Les libéraux promettent de soutenir les aidants naturels

Esquimalt, C.-B. — Justin Trudeau a une fois de plus tenté de courtiser la classe moyenne, jeudi, en promettant aux Canadiens qui doivent prendre soin d’un proche malade qu’un gouvernement libéral leur offrirait un meilleur accès à du soutien financier.

Le chef du Parti libéral du Canada (PLC) a affirmé que, s’il était élu premier ministre, il investirait 190 millions $ pour rendre le programme de prestations de compassion pour les aidants naturels plus accessible — un engagement qui, a-t-il assuré, n’aurait aucun impact sur les cotisations d’assurance-emploi versées par les contribuables.
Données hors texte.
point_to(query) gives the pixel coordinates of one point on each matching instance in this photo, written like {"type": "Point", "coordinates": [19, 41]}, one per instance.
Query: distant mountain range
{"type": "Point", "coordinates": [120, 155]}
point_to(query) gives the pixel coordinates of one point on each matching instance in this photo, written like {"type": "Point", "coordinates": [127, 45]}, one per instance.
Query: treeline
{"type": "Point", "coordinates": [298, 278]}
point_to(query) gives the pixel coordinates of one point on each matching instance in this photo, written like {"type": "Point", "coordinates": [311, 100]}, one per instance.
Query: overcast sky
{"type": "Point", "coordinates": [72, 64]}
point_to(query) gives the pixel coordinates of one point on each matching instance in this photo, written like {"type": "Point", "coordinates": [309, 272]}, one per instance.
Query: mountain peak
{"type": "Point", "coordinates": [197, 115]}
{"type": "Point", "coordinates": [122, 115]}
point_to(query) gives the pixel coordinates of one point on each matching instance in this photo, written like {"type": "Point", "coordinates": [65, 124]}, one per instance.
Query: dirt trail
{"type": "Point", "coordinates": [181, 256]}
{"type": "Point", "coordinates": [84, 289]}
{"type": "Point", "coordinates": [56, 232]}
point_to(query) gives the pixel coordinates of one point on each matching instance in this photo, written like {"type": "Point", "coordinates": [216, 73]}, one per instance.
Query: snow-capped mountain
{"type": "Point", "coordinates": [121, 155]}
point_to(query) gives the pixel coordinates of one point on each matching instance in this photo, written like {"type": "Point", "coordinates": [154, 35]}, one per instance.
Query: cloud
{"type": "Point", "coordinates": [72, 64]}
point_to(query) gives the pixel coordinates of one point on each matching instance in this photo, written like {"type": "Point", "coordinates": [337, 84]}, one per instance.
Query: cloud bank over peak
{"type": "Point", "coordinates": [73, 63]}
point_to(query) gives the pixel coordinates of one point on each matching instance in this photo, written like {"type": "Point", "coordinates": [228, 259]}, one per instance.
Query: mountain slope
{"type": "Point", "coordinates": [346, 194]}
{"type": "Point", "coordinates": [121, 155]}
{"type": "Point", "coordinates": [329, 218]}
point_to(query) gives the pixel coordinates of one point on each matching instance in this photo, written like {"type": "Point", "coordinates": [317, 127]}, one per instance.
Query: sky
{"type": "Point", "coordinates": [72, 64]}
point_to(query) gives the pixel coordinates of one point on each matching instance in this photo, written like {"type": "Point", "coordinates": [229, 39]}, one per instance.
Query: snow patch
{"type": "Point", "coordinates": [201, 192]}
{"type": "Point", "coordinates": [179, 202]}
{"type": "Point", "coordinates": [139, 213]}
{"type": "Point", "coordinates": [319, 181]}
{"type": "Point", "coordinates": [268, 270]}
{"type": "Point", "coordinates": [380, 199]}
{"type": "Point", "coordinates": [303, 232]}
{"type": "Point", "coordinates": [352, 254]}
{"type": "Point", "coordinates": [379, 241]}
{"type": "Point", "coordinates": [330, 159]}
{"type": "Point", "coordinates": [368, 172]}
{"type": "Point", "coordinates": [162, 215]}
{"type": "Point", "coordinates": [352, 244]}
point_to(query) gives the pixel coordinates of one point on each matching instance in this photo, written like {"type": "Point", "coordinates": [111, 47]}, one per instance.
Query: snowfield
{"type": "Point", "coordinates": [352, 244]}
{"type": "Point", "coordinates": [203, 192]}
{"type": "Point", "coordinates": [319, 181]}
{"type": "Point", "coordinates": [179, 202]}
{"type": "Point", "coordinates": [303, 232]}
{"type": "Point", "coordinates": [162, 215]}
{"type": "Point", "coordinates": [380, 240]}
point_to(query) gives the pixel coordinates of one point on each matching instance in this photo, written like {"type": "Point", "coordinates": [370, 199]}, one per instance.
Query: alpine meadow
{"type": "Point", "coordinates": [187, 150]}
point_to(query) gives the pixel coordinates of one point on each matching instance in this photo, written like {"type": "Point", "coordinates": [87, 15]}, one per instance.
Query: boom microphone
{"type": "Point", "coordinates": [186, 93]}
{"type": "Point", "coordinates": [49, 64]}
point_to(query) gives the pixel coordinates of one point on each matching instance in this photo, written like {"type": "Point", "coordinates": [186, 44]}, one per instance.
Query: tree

« Il arrive trop souvent que les gens soient obligés de quitter leur emploi et d’épuiser leurs économies pour fournir des soins essentiels, ce qui est injuste », a déclaré M. Trudeau, prenant la parole depuis Esquimalt, une ville située sur la pointe sud de l’île de Vancouver, en Colombie-Britannique.

Selon le chef libéral, la bonification du programme autoriserait le versement de prestations aux personnes s’occupant d’un membre adulte de leur famille qui nécessite des soins importants pendant les heures de travail.

Les parents qui prennent soin d’un enfant gravement malade incapable de fréquenter l’école pendant une période prolongée pourront aussi faire une réclamation en vertu du plan libéral.

La réforme permettrait également aux aidants naturels de répartir les prestations d’une durée de six mois en différents blocs sur une période d’un an.

« C’est un investissement pour notre classe moyenne, mais surtout, c’est la bonne chose à faire », a soutenu Justin Trudeau. « Prendre soin les uns des autres, c’est l’une des choses qui font de nous des Canadiens. »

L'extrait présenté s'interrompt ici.